Parents and CTE
Career and Technical Education (CTE) Can Give Your Teen What Is Needed To Succeed For Life
From technical and academic to employability skills industry college-bound students can get job experiences to help them define their career plans, identify an appropriate course of study and help pay for tuition.
Frequently Asked Questions
Who is a good fit for Career and Technical Education?
- A young person who knows what job or career they want
- A student who is mature and responsible
- Someone who enjoys learning by doing real things
- A student who may not be fulfilling their true potential in a traditional classroom
Where is Career and Technical Education available?
In 28 high school Centers across the state. Each high school in New Hampshire has an agreement with a Center to accept its students.
Do Career and Technical Education students earn a high school diploma?
Yes. Career and Technical Education students are enrolled in both their home high school and at their local Center. They must meet all of their high school’s requirements for graduation. Because they are highly motivated, CTE students’ graduation rates are high.

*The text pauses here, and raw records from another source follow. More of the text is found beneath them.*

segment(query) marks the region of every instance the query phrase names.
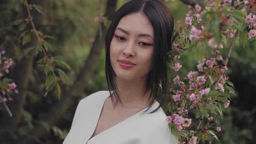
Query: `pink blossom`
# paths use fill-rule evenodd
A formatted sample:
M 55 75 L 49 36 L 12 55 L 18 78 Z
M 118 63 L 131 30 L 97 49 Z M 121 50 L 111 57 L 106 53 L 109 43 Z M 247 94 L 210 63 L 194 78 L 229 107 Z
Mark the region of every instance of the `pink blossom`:
M 198 12 L 200 12 L 202 10 L 202 7 L 198 4 L 196 4 L 195 8 L 196 8 L 196 10 Z
M 212 117 L 210 117 L 209 118 L 208 118 L 208 120 L 209 121 L 211 121 L 213 119 L 213 118 Z
M 7 101 L 7 98 L 3 98 L 2 99 L 3 99 L 3 101 L 5 102 L 5 101 Z
M 1 51 L 1 53 L 2 55 L 4 55 L 5 54 L 5 50 L 2 50 L 2 51 Z
M 223 58 L 222 58 L 222 56 L 221 55 L 218 55 L 216 57 L 216 59 L 217 60 L 223 60 Z
M 209 46 L 214 48 L 217 48 L 217 44 L 216 43 L 215 43 L 215 41 L 214 41 L 214 39 L 213 39 L 213 38 L 211 38 L 208 41 L 208 44 L 209 45 Z
M 194 137 L 194 136 L 192 137 L 191 139 L 190 139 L 189 141 L 187 144 L 197 144 L 197 137 Z
M 191 20 L 190 17 L 188 16 L 185 18 L 185 23 L 190 26 L 192 25 L 192 20 Z
M 252 22 L 253 21 L 252 16 L 250 16 L 249 15 L 248 15 L 246 17 L 246 20 L 249 23 Z
M 201 29 L 203 30 L 204 30 L 204 29 L 205 29 L 205 27 L 204 27 L 203 26 L 201 26 Z
M 177 129 L 179 131 L 181 131 L 182 129 L 182 127 L 181 125 L 178 125 L 177 126 Z
M 193 82 L 193 83 L 192 83 L 192 87 L 195 87 L 196 86 L 197 86 L 197 84 L 196 84 L 196 83 L 194 83 L 194 82 Z
M 170 124 L 172 121 L 171 117 L 171 116 L 168 116 L 165 119 L 165 121 L 167 121 L 168 124 Z
M 230 105 L 230 101 L 228 100 L 228 101 L 229 102 L 225 102 L 224 103 L 224 107 L 226 108 L 228 107 L 229 105 Z
M 245 8 L 243 8 L 242 10 L 241 10 L 241 11 L 242 11 L 245 14 L 247 14 L 247 10 L 246 10 L 246 9 Z
M 14 88 L 16 87 L 16 85 L 15 85 L 15 83 L 14 82 L 11 84 L 8 84 L 8 85 L 11 89 Z
M 224 92 L 224 90 L 225 89 L 224 89 L 224 87 L 223 87 L 223 86 L 222 86 L 222 85 L 221 85 L 221 84 L 220 84 L 220 83 L 218 83 L 218 88 L 219 88 L 220 91 L 221 92 Z
M 181 108 L 184 108 L 185 107 L 185 103 L 184 102 L 182 103 L 181 104 Z
M 186 142 L 184 141 L 178 141 L 178 144 L 185 144 L 186 143 Z
M 220 132 L 221 131 L 221 128 L 220 127 L 217 127 L 216 128 L 216 131 L 218 132 Z
M 196 98 L 196 96 L 195 95 L 195 94 L 192 94 L 191 95 L 189 95 L 188 98 L 190 99 L 190 101 L 193 101 Z
M 197 81 L 199 82 L 200 84 L 203 84 L 206 82 L 206 79 L 204 79 L 205 77 L 205 75 L 198 76 L 197 78 Z
M 221 1 L 223 3 L 229 4 L 232 2 L 232 0 L 222 0 Z
M 214 3 L 210 4 L 209 6 L 210 7 L 216 7 L 216 5 L 215 4 L 214 4 Z
M 203 72 L 203 65 L 201 63 L 199 63 L 197 65 L 197 68 L 199 72 Z
M 248 38 L 250 39 L 252 37 L 254 37 L 256 36 L 256 30 L 251 29 L 249 32 Z
M 181 68 L 182 67 L 182 65 L 180 65 L 179 63 L 177 62 L 177 63 L 175 63 L 174 64 L 174 71 L 175 71 L 176 72 L 178 71 L 179 70 L 180 70 L 180 69 L 181 69 Z
M 192 35 L 194 35 L 197 33 L 197 29 L 194 25 L 192 25 L 190 29 L 190 33 Z
M 181 97 L 181 95 L 175 95 L 172 96 L 173 98 L 174 99 L 174 101 L 178 101 L 181 100 L 180 98 L 180 97 Z
M 182 125 L 185 127 L 188 127 L 191 124 L 192 119 L 191 118 L 185 118 L 184 121 L 182 123 Z
M 180 125 L 183 123 L 184 121 L 184 118 L 182 116 L 179 116 L 178 115 L 176 115 L 176 117 L 174 120 L 175 123 L 177 125 Z
M 223 49 L 223 45 L 221 43 L 220 43 L 220 45 L 219 45 L 219 48 L 220 49 Z M 219 53 L 220 53 L 220 52 L 219 52 Z
M 94 18 L 94 21 L 96 21 L 96 22 L 98 22 L 99 21 L 99 18 L 98 18 L 98 16 L 96 16 Z
M 231 33 L 227 33 L 227 36 L 228 38 L 232 38 L 234 36 L 234 34 Z
M 179 75 L 176 76 L 176 77 L 173 79 L 173 81 L 174 82 L 174 84 L 179 83 L 180 82 L 180 77 L 179 77 Z
M 179 90 L 174 91 L 173 92 L 176 95 L 179 95 L 180 94 L 180 91 Z

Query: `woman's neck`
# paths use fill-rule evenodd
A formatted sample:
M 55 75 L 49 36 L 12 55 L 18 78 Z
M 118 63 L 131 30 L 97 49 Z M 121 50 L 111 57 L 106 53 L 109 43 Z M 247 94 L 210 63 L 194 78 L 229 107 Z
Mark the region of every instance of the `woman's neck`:
M 139 109 L 148 106 L 151 92 L 148 91 L 145 93 L 147 89 L 146 79 L 145 78 L 141 78 L 127 80 L 117 78 L 117 87 L 124 108 Z M 115 105 L 119 105 L 117 101 L 115 101 Z

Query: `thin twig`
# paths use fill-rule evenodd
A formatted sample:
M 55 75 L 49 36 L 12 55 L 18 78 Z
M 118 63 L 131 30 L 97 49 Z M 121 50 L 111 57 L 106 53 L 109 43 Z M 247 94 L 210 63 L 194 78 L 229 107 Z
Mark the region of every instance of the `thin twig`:
M 3 97 L 1 95 L 0 95 L 0 100 L 1 100 L 2 102 L 3 102 L 3 107 L 4 107 L 4 108 L 5 108 L 5 109 L 6 109 L 6 111 L 7 111 L 7 112 L 8 112 L 9 115 L 10 116 L 10 117 L 11 117 L 13 116 L 13 114 L 12 114 L 12 112 L 9 109 L 9 108 L 8 107 L 8 106 L 7 106 L 7 105 L 6 104 L 5 102 L 4 102 L 3 100 Z
M 99 39 L 101 39 L 102 36 L 102 20 L 101 20 L 101 4 L 102 3 L 102 0 L 98 0 L 98 21 L 99 23 Z
M 30 19 L 30 20 L 31 22 L 31 25 L 32 25 L 32 27 L 33 28 L 33 29 L 35 31 L 35 33 L 36 33 L 36 37 L 37 37 L 37 39 L 38 39 L 38 41 L 39 41 L 39 43 L 40 43 L 40 45 L 41 45 L 43 48 L 43 52 L 44 55 L 46 56 L 46 58 L 47 59 L 48 61 L 49 62 L 50 62 L 50 59 L 49 59 L 49 58 L 48 58 L 47 55 L 46 55 L 46 53 L 44 49 L 44 47 L 43 46 L 43 44 L 42 44 L 42 43 L 41 42 L 40 37 L 39 36 L 39 35 L 38 35 L 38 33 L 37 33 L 37 31 L 36 31 L 36 27 L 35 27 L 35 25 L 34 24 L 34 23 L 33 22 L 33 21 L 31 19 L 31 15 L 30 14 L 30 11 L 29 9 L 29 4 L 27 2 L 27 0 L 25 0 L 25 2 L 26 3 L 26 9 L 27 10 L 28 13 L 29 14 L 29 19 Z
M 203 121 L 203 115 L 202 116 L 201 118 L 200 118 L 200 121 L 199 121 L 199 124 L 198 124 L 198 126 L 197 126 L 197 130 L 199 129 L 199 127 L 200 125 L 201 125 L 201 123 L 202 123 L 202 121 Z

What types of jobs and careers do CTE students train for?
Career and Technical Education has evolved since most students’ parents were in high school. Training for traditional blue-collar jobs like construction, automotive technology or welding is still offered.
Program options have expanded, however, to white-collar jobs like graphic design, health professions, accounting, business, child development and information technology. See your Center’s course catalog for details.
How much does it cost?
There is no cost to the student or to their family to enroll in a CTE program. On average, a two-year Career and Technical Education program costs approximately $8,000 more than a standard high school tuition. This is paid by the state and/or the student’s home school district.

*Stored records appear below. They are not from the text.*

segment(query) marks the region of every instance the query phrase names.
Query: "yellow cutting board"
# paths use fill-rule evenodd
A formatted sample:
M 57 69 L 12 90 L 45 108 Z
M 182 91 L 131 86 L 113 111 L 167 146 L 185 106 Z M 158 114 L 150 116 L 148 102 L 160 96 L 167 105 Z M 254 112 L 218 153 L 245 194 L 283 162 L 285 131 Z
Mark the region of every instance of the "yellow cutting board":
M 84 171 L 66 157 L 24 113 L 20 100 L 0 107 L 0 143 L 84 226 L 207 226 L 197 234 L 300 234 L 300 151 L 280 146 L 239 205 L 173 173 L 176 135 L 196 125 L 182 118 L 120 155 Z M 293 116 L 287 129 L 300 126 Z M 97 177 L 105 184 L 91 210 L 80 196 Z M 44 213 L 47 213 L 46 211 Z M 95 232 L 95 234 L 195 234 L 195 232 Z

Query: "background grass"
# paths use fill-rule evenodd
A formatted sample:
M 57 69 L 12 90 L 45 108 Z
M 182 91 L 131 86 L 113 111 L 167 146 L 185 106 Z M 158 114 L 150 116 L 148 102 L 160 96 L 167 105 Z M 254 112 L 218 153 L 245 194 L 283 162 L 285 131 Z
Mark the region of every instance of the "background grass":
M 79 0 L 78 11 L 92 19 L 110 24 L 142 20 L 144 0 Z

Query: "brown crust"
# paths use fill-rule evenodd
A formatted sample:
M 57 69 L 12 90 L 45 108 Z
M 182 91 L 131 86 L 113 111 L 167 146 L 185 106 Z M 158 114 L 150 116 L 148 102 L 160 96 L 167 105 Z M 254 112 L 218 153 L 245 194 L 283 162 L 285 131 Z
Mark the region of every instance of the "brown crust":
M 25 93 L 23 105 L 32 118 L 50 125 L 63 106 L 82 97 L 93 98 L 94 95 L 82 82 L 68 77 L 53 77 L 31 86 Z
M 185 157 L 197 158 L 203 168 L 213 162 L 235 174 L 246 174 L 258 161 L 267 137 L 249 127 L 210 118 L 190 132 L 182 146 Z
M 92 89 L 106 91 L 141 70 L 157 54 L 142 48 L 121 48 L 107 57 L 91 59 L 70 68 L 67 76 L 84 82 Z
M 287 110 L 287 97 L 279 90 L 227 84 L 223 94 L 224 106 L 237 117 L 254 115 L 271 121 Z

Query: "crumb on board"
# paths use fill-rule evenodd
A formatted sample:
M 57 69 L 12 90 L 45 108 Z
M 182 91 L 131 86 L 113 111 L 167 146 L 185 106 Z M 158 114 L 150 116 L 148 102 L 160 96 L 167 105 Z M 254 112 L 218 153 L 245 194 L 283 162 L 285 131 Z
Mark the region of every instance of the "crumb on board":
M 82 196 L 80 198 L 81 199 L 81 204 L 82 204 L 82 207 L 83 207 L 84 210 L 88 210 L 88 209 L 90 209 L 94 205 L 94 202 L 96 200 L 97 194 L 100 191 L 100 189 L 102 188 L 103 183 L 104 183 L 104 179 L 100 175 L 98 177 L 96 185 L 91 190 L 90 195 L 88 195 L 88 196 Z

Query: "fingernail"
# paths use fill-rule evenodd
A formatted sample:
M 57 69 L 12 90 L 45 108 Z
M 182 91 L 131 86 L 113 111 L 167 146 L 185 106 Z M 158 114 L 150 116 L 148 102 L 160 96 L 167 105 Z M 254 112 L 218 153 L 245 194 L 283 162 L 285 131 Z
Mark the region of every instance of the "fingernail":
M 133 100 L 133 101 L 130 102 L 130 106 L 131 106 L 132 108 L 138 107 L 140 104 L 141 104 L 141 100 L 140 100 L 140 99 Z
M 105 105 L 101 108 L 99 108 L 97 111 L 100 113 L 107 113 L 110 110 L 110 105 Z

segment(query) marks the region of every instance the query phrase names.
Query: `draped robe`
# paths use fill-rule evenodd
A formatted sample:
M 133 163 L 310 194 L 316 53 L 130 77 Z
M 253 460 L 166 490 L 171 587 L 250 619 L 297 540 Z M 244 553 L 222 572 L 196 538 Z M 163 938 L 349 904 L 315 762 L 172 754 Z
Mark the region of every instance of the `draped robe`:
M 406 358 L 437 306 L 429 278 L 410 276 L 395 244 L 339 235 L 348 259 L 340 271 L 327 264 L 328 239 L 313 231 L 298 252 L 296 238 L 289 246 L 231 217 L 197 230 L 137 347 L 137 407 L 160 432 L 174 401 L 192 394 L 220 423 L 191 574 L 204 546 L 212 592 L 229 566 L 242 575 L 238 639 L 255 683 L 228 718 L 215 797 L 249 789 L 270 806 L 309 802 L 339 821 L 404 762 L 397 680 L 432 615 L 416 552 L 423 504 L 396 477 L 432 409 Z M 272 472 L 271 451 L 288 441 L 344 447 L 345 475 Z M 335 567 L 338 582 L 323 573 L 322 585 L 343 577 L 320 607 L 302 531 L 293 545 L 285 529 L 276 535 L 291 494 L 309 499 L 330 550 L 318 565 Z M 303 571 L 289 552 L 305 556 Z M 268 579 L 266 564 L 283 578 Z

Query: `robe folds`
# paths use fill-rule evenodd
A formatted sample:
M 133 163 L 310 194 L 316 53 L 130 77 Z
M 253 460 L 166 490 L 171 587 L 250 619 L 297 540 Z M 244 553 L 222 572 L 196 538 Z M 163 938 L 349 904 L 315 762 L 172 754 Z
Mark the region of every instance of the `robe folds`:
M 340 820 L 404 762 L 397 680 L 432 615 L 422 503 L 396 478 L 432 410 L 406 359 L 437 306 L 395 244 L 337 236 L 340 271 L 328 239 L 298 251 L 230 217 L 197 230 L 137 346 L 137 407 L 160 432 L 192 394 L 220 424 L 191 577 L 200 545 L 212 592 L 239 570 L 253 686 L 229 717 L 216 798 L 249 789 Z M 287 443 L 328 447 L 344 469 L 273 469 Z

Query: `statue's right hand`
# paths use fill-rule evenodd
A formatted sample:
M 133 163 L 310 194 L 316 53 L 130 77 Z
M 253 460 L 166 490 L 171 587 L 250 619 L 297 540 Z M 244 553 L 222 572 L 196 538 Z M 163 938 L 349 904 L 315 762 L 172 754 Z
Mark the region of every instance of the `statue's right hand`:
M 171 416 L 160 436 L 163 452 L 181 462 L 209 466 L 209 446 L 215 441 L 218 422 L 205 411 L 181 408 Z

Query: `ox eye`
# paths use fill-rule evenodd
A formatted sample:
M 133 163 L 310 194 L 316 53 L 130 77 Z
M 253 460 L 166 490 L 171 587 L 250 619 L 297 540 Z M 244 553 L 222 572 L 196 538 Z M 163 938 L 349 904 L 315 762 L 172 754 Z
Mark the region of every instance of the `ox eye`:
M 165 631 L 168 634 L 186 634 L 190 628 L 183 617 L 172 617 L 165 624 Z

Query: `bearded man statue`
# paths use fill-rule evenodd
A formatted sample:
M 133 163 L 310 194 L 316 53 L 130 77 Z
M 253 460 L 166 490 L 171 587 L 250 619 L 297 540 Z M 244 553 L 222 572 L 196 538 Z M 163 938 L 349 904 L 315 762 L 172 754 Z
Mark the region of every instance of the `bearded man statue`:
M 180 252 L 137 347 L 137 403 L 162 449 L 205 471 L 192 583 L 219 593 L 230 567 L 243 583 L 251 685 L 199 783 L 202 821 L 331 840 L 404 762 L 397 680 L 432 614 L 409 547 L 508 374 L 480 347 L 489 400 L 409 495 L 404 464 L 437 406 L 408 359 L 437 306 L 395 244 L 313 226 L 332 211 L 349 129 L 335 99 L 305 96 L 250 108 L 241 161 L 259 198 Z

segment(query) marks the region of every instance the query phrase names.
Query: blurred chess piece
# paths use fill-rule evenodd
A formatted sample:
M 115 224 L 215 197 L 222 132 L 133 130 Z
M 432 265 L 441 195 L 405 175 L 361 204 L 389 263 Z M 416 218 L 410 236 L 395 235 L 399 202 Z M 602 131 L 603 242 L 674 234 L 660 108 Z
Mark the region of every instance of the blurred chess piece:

Why do students choose Career and Technical Education?
- They know what they want to do, and they want to get a head start on their career.
- They want to explore their career interests now, and not wait to do it in college.

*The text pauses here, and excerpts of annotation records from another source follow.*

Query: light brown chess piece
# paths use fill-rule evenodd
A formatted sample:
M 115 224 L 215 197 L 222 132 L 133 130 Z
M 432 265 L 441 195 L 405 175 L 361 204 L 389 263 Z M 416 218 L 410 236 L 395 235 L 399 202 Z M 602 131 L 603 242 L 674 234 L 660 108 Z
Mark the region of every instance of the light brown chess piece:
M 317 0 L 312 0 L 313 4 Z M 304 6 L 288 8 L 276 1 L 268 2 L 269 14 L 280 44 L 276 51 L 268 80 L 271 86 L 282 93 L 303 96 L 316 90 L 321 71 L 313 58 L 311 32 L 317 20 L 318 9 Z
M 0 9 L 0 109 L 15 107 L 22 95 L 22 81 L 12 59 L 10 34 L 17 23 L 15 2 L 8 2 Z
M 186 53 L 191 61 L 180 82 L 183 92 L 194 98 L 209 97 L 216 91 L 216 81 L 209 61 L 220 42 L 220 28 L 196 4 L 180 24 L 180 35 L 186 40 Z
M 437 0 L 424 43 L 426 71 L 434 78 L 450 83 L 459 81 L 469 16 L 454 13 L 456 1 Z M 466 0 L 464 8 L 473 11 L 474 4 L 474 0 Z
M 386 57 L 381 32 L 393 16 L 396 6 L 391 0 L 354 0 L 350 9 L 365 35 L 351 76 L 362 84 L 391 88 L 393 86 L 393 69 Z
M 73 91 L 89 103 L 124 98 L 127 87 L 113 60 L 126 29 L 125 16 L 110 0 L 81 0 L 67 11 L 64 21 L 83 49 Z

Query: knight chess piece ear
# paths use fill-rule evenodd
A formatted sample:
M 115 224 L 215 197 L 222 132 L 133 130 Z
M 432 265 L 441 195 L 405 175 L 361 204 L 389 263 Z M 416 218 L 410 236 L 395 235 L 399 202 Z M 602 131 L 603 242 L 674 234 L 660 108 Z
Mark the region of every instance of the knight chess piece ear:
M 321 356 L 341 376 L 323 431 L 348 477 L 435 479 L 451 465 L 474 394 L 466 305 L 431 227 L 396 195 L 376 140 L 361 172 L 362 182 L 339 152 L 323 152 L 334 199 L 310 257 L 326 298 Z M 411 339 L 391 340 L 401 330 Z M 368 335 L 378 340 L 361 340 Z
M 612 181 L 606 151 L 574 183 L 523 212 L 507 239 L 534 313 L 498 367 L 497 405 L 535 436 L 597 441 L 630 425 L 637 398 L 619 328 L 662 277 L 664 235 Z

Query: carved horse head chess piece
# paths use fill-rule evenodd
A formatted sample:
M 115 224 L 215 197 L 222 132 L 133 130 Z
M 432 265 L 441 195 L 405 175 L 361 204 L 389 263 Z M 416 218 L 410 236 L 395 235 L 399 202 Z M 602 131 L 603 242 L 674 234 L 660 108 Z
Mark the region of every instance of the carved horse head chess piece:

Do Career and Technical Education students go on to college?
Yes, although many will take jobs directly after graduation, the majority of Career and Technical Education students in New Hampshire enroll in either a two-year or four-year college program related to their field of interest.
What types of certifications can students earn while in high school?
These vary by location or program. Students may earn credentials like Licensed Nursing Assistant, OSHA certifications, Adobe certification, Automotive ASE students certification or culinary arts ServSafe. See your Center’s course catalog for details.
What education cost advantages does Career and Technical Education Offer?
The average cost for in-state tuition and fees to earn a four-year degree at UNH, for example, is more than $66,000. At Southern NH University, a private college, tuition and fees run more than $112,000. (These costs do not include room and board.) In the NH Community College System a two-year degree costs about $15,000 and opens the way for further education or qualified entry directly into the job market.
When you consider that an individual with a bachelor’s degree must invest much more time and money into his or her academic education, you realize that Career and Technical Education can be a smart investment. (Particularly when student loan repayment, or time and money wasted at a four-year college figuring out what a student wants to do is factored in.)
Career and Technical Education is not for everyone, but for many young people CTE is the smart choice.